Soraya Boudia : Il y a bien entendu des approches en sciences sociales, peut-être en raison de leur internationalisation, pour lesquelles la matérialité est quelque chose de central. Moi, j’ai grandi là-dedans, dans les Science and Technology Studies (STS). La matérialité, c’est donc une chose à laquelle on a été formé·es, avec toute une série de débats sur les conditions matérielles, les microbes, les instruments, les polluants… Ce n’est pas venu avec la proposition de l’Anthropocène. Par exemple : comment les microbes travaillent les sociétés (Latour, 1984) ? Le tournant géologique a certes été influencé par l’Anthropocène, mais ce sont des questions qui étaient déjà travaillées ; donc le fait de se saisir de l’Anthropocène ne bouleverse pas radicalement les choses du point de vue de l’interdisciplinarité parce qu’un certain nombre de chercheurs travaillaient déjà avec des scientifiques sur tel ou tel aspect.

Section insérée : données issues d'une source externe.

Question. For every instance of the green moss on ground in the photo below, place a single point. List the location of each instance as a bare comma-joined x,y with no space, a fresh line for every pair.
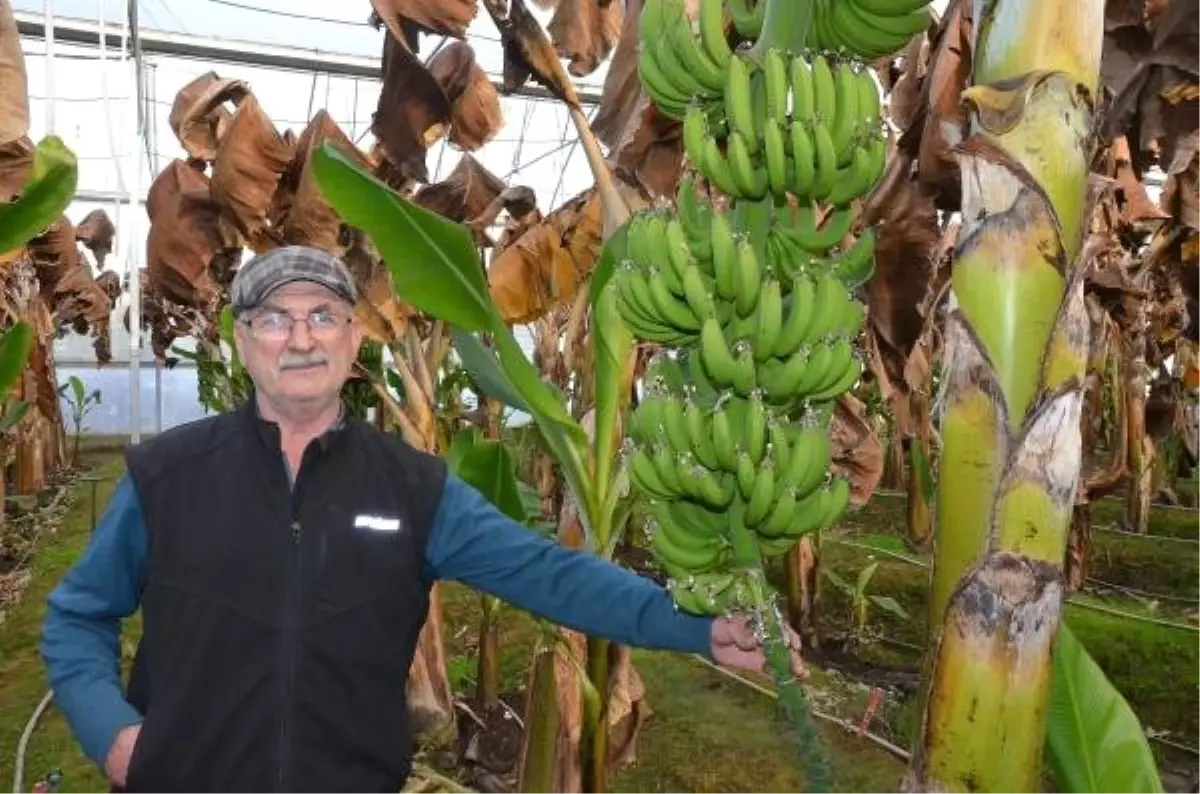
22,675
1157,668
707,734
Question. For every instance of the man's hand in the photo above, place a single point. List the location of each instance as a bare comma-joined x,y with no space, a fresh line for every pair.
735,644
117,763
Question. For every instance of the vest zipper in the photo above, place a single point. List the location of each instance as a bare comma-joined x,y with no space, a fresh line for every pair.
291,627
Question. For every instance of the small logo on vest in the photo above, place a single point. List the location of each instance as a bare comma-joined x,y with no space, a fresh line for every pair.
378,523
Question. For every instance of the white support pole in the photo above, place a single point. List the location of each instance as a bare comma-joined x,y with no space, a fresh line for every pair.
132,223
48,68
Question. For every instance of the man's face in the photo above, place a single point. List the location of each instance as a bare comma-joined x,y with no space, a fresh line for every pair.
299,365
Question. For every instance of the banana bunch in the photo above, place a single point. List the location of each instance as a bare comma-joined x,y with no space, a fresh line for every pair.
792,126
679,66
868,29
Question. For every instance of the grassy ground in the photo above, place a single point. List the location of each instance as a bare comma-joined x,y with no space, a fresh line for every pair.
708,733
1157,667
22,675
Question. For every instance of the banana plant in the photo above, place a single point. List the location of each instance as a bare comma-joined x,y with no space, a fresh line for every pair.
45,194
1017,352
436,268
82,403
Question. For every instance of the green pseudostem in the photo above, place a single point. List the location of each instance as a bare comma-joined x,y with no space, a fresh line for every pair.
751,300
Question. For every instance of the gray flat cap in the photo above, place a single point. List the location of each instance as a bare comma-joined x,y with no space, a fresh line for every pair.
264,272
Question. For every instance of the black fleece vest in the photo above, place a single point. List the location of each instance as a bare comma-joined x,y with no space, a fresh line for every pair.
280,623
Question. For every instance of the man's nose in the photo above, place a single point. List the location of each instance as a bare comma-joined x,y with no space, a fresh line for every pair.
301,337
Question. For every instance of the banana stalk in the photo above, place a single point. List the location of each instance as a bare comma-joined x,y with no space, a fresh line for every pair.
1015,359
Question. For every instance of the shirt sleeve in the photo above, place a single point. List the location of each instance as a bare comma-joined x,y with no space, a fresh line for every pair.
81,633
474,542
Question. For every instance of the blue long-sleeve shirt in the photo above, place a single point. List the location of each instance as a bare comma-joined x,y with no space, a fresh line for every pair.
471,541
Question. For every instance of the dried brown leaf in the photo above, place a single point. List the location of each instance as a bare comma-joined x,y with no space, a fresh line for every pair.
622,97
533,275
16,161
412,113
444,17
185,244
465,194
96,232
13,80
477,114
585,31
310,220
940,122
857,451
203,110
250,160
528,50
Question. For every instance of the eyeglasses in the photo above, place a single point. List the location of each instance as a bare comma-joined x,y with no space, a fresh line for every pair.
276,326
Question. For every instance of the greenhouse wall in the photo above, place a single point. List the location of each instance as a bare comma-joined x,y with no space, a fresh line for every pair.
90,101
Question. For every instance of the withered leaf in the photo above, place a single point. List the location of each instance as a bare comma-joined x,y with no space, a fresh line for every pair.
16,161
250,160
185,242
857,451
532,275
585,31
528,52
477,114
463,194
309,220
905,269
412,112
444,17
13,80
96,232
201,113
622,97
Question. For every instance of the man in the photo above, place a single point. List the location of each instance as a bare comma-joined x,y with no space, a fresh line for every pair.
281,555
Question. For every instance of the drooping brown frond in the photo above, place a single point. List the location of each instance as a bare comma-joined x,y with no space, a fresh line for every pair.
528,50
544,266
305,217
465,193
203,110
622,97
1151,65
585,31
939,120
477,115
411,114
186,245
13,80
96,232
250,160
16,160
444,17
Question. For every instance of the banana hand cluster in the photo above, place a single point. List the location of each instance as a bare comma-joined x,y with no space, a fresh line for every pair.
810,128
677,66
868,29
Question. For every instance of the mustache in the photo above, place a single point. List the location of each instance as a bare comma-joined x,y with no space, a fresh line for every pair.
301,360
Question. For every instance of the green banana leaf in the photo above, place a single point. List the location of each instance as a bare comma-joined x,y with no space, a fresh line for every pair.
433,260
1095,743
486,465
43,197
481,364
436,268
612,343
15,347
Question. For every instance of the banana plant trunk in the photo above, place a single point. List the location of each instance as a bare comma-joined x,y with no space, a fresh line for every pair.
919,515
1017,346
1141,449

Là où il y a une transformation en revanche, c’est sur la globalité du récit qui est proposé, et en conséquence l’échelle à laquelle on va travailler. C’est une chose de collaborer à titre individuel, de s’intégrer dans des groupes sur son domaine, mais le récit de l’Anthropocène concerne la Terre dans son ensemble. Je pense que pour des humains, qui vivent nécessairement quelque part, c’est quelque chose qui n’est pas forcément simple à saisir. Et puis cela concerne des dérèglements profonds au regard de la perspective qui est la mienne, c’est-à-dire celle d’un air perturbé par le réchauffement climatique, celle de la toxification de la planète… Je suis venue à ces questions sous l’angle des problèmes de pollutions et de risques, qui sont extrêmement complexes à régler. Pour ma part, je ne travaille pas sur la manière dont nos représentations pourraient changer pour saisir cette échelle-là planétaire – et je suis très intéressée d’entendre Frédérique à ce sujet –, mais plutôt sur le fait que, scientifiquement et politiquement, nous avons besoin de produire de nouvelles formes de savoir qui soient à la hauteur des problèmes qui se posent. Cela signifie un grand déplacement du point de vue théorique : personnellement, j’ai plutôt été formée à la démarche analytique, c’est-à-dire que j’analyse, je critique, j’observe, je regarde. Et là, avec l’Anthropocène – et je pense qu’on le voit dans beaucoup de sciences –, nous faisons un pas vers une autre démarche : « quelle solution ? », « quelle alternative ? », ce qui n’était pas le cœur de l’approche qui était la mienne.

Ensuite, qu’est-ce que cela déplace par rapport à l’interdisciplinarité ? Frédérique et moi coordonnons deux grands programmes exploratoires. C’est une échelle de collaboration que l’on ne connaissait pas jusqu’à maintenant, et dans laquelle les sciences humaines et sociales ne doivent pas être simplement un complément d’âme ou des sciences de service, mais doivent aussi contribuer à forger les questions qui se posent. Je pense qu’une des forces des sciences humaines et sociales, c’est ce regard plus global, plus interrogatif, plus réflexif. Donc il faut formuler des questions et traduire dans des collaborations autour de questions précises. Certain·es d’entre nous y réfléchissent depuis suffisamment longtemps pour voir comment on peut le faire, et je fais partie des gens qui pensent que ce n’est pas toujours plus facile de collaborer avec des sciences sociales qu’avec des sciences dites « dures ». La discussion peut s’opérer autour de certains objets, certaines questions, de manière très intéressante et stimulante, au regard des problèmes qui se posent, qui ne peuvent pas être saisis par une discipline toute seule.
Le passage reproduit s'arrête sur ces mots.